When processing CE-MS test files and you need to identify and extract the migration time of the EOF marker (e.g., Paracetamol) to normalize compound migration times across runs. Apply this skill before effective mobility transformation, especially when migration time reproducibility is compromised by electroosmotic flow drift.

## When NOT to use

- Input is already normalized to effective mobility scale (migration time normalization is already complete)
- CE-UV (capillary electrophoresis with UV detection) data; this skill is specific to CE-MS where effective mobility transformation requires mass-resolved EOF marker detection
- Data lacks a known EOF marker or spiked internal standard at a defined mz value

## Inputs

- OnDiskMSnExp object (CE-MS data loaded from msdata package or similar)
- mz-range parameter (mass-to-charge tolerance window around EOF marker)
- migration time (MT) range parameter (time window for peak search)

## Outputs

- Extracted Ion Electropherogram (EIE) for the specified mz-range
- Peak detection results from findChromPeaks (peak apex, area, intensity)
- Structured table: file identifiers with corresponding EOF marker migration time values
- Exported migration time table (e.g., CSV or similar format)

## How to apply

Load CE-MS data as an OnDiskMSnExp object (e.g., from msdata package in R). Call the getMtime() function with three key inputs: (1) the OnDiskMSnExp object, (2) a narrow mz-range (e.g., mz tolerance around the EOF marker's mass) and (3) a migration time (MT) range filter to constrain the search space. The function generates an Extracted Ion Electropherogram (EIE) for the specified mz-range, then applies findChromPeaks from xcms to automatically pick the peak within the MT-range. Narrow mz and mt ranges are critical to ensure correct peak detection and avoid false positives.
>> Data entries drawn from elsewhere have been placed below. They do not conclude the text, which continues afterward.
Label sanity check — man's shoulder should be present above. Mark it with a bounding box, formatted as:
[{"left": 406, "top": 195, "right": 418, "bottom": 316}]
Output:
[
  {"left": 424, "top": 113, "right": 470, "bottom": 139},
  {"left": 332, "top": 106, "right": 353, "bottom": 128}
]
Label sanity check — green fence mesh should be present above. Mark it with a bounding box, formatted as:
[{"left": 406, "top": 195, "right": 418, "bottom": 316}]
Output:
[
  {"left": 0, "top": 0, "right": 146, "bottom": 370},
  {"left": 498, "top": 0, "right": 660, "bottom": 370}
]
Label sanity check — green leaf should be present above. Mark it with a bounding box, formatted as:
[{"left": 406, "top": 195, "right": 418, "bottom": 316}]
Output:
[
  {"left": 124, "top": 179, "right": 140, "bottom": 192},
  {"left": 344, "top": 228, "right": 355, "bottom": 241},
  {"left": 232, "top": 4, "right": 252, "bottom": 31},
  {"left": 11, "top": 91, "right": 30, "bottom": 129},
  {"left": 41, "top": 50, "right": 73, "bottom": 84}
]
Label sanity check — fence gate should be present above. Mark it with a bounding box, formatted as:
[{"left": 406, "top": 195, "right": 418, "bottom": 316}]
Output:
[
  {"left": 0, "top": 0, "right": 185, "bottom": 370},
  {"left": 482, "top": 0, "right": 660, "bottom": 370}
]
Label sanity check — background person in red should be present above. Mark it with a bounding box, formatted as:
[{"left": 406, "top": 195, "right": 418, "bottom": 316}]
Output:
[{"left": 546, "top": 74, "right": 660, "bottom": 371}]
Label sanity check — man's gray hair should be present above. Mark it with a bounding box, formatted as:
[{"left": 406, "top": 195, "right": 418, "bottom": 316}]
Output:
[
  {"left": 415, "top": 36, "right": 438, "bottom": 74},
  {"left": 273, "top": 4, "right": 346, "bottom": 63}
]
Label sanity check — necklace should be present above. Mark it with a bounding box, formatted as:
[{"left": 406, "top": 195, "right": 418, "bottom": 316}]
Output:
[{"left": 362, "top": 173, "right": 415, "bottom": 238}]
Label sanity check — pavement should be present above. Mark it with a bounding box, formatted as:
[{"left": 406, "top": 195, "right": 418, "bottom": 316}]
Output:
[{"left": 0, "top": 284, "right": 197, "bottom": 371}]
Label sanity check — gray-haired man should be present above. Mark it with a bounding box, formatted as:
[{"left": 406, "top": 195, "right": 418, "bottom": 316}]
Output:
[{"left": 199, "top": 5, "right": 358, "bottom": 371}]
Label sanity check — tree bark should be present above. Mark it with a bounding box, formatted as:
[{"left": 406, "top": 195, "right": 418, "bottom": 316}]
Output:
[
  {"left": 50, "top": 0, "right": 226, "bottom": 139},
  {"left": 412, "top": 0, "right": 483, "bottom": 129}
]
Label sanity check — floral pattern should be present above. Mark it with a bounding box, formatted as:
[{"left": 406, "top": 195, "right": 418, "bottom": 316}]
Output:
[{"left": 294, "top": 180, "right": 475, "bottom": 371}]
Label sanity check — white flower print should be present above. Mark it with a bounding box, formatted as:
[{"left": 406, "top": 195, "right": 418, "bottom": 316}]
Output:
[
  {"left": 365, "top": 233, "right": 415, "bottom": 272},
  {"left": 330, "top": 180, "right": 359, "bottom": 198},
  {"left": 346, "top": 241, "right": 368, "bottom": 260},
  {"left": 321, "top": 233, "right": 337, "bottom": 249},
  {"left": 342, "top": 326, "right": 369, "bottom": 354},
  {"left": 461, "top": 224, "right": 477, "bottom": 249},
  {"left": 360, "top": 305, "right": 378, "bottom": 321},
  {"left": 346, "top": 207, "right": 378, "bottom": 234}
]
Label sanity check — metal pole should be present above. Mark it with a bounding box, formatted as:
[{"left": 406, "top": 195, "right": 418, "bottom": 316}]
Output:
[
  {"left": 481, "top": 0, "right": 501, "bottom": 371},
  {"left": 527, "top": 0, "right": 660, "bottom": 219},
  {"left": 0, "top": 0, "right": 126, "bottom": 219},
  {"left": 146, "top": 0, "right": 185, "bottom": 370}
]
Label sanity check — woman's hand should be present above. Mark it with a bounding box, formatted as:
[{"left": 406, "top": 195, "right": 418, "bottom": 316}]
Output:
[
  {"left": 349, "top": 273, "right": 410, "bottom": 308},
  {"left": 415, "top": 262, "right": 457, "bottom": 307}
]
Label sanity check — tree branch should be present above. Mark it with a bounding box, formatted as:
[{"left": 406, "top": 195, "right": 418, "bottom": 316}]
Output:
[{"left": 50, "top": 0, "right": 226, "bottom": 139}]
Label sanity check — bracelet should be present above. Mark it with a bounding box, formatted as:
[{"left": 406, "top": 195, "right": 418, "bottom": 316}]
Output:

Extract and compile the resulting migration time values into a per-file table with file identifiers, then export as a structured output file for downstream effective mobility calculations.

## Related tools

- **MobilityTransformR** (Provides the getMtime() function and overall framework for EOF marker extraction and effective mobility transformation of CE-MS data) — https://github.com/LiesaSalzer/MobilityTransformR
- **xcms** (Supplies findChromPeaks function for automated peak detection on extracted ion electropherograms)
- **MSnbase** (Foundational package for handling mass spectrometry data and OnDiskMSnExp objects)
- **Spectra** (Provides efficient data structures for CE-MS spectra representation)
- **MetaboCoreUtils** (Utility functions for metabolomics data transformation and processing)
- **msdata** (Source package containing CE-MS test data and example files)

## Examples

```
getMtime(msnexp_object, mz = c(150.05, 150.15), mt = c(5, 25))
```

## Evaluation signals

- Extracted migration time values are consistent across replicate files (low inter-file variance for the same EOF marker)
- Peak detection produces a single, unambiguous peak within the specified MT-range for each file (no multiple peaks or missed detections)
- Extracted migration times fall within the expected biological/instrumental range (e.g., all values > 0 and < total run time)
- Peak quality metrics (e.g., signal-to-noise ratio, peak shape) from findChromPeaks indicate robust detection (low baseline, symmetric peak)
- Migration time table structure matches expected schema: one row per file, with file identifier and EOF marker MT value columns

## Limitations

- Narrow mz and mt ranges are required for correct peak detection; overly broad ranges risk false positives from interfering ions or noise
- EOF marker must be present, detectable, and at a known or determinable mz value; absence or suppression of the marker will cause peak detection to fail
- Migration time extraction assumes stable electrospray ionization and mass calibration across files; instrumental drift may compromise accuracy
- The skill does not address cases where the EOF marker co-elutes with other compounds or is present at very low abundance
- Effective mobility transformation (the downstream application) requires accurate EOF marker extraction; errors here propagate to normalized mobility values

## Evidence

- [other] The getMtime() function accepts an OnDiskMSnExp object, mz-range, and MT-range as inputs and determines the migration time of a marker peak by generating an Extracted Ion Electropherogram (EIE) and using findChromPeaks from xcms to pick the peak, with narrow mz and mt ranges required to ensure correct peak detection.: "The getMtime() function accepts an OnDiskMSnExp object, mz-range, and MT-range as inputs and determines the migration time of a marker peak by generating an Extracted Ion Electropherogram (EIE) and"
- [intro] the effective mobility µ_eff of a compound remains stable in the same electrophoretic system. The use of an effective mobility scale instead of a migration time scale circumvents the drawback of MT: "the effective mobility µ_eff of a compound remains stable in the same electrophoretic system. The use of an effective mobility scale instead of a migration time scale circumvents the drawback of MT"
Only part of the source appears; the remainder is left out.